Il matrimonio tra Shutterstock e OpenAI sembra essere davvero solido. Per sei lunghi anni, OpenAI avrà la possibilità di utilizzare le immagini, i video, la musica e tutti i metadati di Shutterstock. Ma non è tutto! Shutterstock avrà anche un “accesso prioritario” alle tecnologie più all’avanguardia di OpenAI, consentendo ai suoi clienti di trasformare le immagini con l’aiuto di questa intelligenza artificiale. E non è finita qui, nemmeno la nostra amata libreria GIF Giphy è stata dimenticata: grazie a questa alleanza, anche lei beneficerà dell’intelligenza artificiale.

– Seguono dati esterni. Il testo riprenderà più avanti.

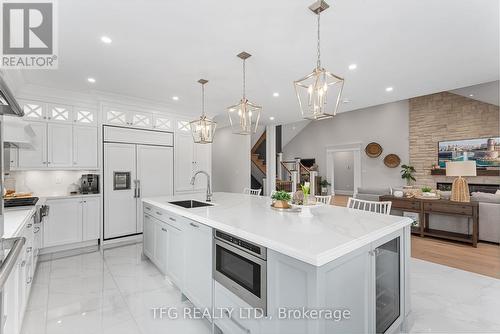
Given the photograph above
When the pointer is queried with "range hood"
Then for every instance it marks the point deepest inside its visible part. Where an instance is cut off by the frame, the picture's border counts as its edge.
(17, 132)
(8, 104)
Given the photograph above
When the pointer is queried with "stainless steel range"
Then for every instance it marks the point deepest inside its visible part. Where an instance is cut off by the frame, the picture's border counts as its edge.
(241, 267)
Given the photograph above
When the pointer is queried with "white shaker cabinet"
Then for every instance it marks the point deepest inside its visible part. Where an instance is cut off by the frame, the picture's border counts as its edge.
(198, 263)
(175, 255)
(91, 218)
(72, 220)
(35, 157)
(85, 146)
(60, 137)
(64, 224)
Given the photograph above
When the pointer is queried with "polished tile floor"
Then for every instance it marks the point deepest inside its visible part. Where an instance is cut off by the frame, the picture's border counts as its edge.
(114, 291)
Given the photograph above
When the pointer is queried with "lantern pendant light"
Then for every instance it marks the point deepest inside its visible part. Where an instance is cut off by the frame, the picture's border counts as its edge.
(319, 92)
(203, 129)
(244, 116)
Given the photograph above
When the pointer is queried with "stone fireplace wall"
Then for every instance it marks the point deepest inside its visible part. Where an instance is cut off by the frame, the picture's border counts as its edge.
(446, 116)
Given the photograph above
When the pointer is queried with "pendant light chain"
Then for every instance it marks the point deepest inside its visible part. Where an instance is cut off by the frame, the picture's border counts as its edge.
(203, 100)
(244, 79)
(318, 63)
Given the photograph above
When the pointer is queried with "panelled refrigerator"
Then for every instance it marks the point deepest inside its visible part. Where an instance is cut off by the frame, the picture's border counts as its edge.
(133, 171)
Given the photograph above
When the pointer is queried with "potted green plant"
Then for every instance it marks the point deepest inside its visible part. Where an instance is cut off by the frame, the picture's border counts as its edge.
(324, 186)
(407, 172)
(281, 199)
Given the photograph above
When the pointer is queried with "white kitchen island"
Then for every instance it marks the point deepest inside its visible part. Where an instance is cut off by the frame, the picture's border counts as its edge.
(341, 271)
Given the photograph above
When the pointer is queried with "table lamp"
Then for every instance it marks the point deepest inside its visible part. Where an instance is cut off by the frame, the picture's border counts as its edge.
(460, 188)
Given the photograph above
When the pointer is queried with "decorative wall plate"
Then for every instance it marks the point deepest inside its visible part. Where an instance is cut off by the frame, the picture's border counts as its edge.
(392, 160)
(373, 150)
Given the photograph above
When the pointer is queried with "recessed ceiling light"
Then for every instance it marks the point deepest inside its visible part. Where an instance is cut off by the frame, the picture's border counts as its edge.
(106, 39)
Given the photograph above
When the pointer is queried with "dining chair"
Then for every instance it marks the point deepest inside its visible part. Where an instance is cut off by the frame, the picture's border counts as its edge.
(372, 206)
(324, 199)
(249, 191)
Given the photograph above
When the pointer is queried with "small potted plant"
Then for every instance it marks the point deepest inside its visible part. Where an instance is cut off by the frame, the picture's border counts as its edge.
(407, 172)
(324, 186)
(281, 199)
(306, 187)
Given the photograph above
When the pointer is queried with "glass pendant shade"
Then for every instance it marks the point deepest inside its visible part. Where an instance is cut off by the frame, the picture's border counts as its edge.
(244, 117)
(203, 129)
(319, 94)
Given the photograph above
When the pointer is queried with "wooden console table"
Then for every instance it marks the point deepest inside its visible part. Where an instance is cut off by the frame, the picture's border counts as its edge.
(442, 207)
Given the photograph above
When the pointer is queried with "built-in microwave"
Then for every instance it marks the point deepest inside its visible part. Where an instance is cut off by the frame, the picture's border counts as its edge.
(241, 267)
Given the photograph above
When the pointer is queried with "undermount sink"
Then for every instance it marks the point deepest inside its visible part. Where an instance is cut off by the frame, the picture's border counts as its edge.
(189, 204)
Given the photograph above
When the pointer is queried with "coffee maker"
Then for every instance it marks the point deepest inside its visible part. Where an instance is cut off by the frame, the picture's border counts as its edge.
(89, 184)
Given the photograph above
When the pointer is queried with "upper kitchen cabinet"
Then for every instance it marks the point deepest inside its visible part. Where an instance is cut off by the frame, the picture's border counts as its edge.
(59, 147)
(36, 156)
(120, 117)
(60, 113)
(190, 158)
(85, 147)
(34, 110)
(85, 116)
(162, 123)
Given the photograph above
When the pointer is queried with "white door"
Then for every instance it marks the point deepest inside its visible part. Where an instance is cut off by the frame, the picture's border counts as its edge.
(155, 173)
(175, 255)
(91, 218)
(36, 156)
(85, 147)
(161, 236)
(184, 161)
(120, 204)
(202, 161)
(64, 224)
(198, 263)
(60, 137)
(149, 237)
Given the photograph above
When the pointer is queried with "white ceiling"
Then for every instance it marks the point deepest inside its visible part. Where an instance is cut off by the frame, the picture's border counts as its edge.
(487, 92)
(161, 48)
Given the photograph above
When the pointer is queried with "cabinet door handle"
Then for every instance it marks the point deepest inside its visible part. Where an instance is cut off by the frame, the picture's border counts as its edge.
(240, 326)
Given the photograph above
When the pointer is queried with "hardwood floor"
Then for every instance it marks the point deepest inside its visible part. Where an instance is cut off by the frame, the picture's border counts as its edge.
(484, 260)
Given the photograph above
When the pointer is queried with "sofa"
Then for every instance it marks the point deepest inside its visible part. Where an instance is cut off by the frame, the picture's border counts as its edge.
(489, 213)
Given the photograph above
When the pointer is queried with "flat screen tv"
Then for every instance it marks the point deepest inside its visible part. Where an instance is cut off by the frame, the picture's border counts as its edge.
(485, 151)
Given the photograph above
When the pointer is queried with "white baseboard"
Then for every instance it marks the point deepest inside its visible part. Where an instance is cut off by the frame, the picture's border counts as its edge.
(344, 192)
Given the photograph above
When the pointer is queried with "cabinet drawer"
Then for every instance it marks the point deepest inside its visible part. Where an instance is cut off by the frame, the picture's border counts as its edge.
(447, 208)
(402, 204)
(162, 215)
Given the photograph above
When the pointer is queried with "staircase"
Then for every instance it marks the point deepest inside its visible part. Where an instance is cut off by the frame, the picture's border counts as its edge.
(257, 156)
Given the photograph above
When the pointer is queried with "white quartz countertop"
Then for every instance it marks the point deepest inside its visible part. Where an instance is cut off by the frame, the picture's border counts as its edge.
(14, 219)
(332, 232)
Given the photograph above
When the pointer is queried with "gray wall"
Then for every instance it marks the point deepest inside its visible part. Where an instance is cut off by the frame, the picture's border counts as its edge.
(385, 124)
(344, 172)
(230, 161)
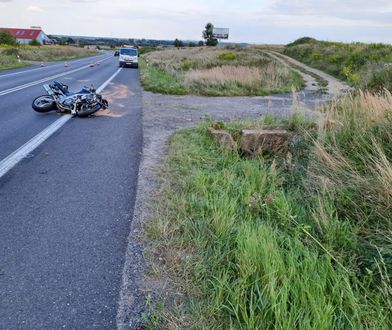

Il CEO di Shutterstock ha spiegato che questa collaborazione rafforza il loro impegno nel campo dell’IA generativa e li posiziona come partner privilegiato nel settore. Ma naturalmente, ogni medaglia ha il suo rovescio. Shutterstock, per calmare le ire degli artisti che potrebbero sentirsi traditi da questa scelta, ha deciso di mantenere attivo un fondo che premia i principali contributor della piattaforma, retribuendoli per il loro impegno nell’addestramento dell’IA generativa. In fondo, tutti dovrebbero essere remunerati per il loro lavoro, anche se a crearlo è stata una macchina!

Insomma, l’intelligenza artificiale avanza a passi da gigante e sembra che il copyright debba arrendersi alla sua supremazia. Ora non ci resta che aspettare e vedere quali meraviglie la coppia Shutterstock-OpenAI riuscirà a creare. Chissà, magari saremo noi umani a dover imparare da loro come diventare degli artisti di successo!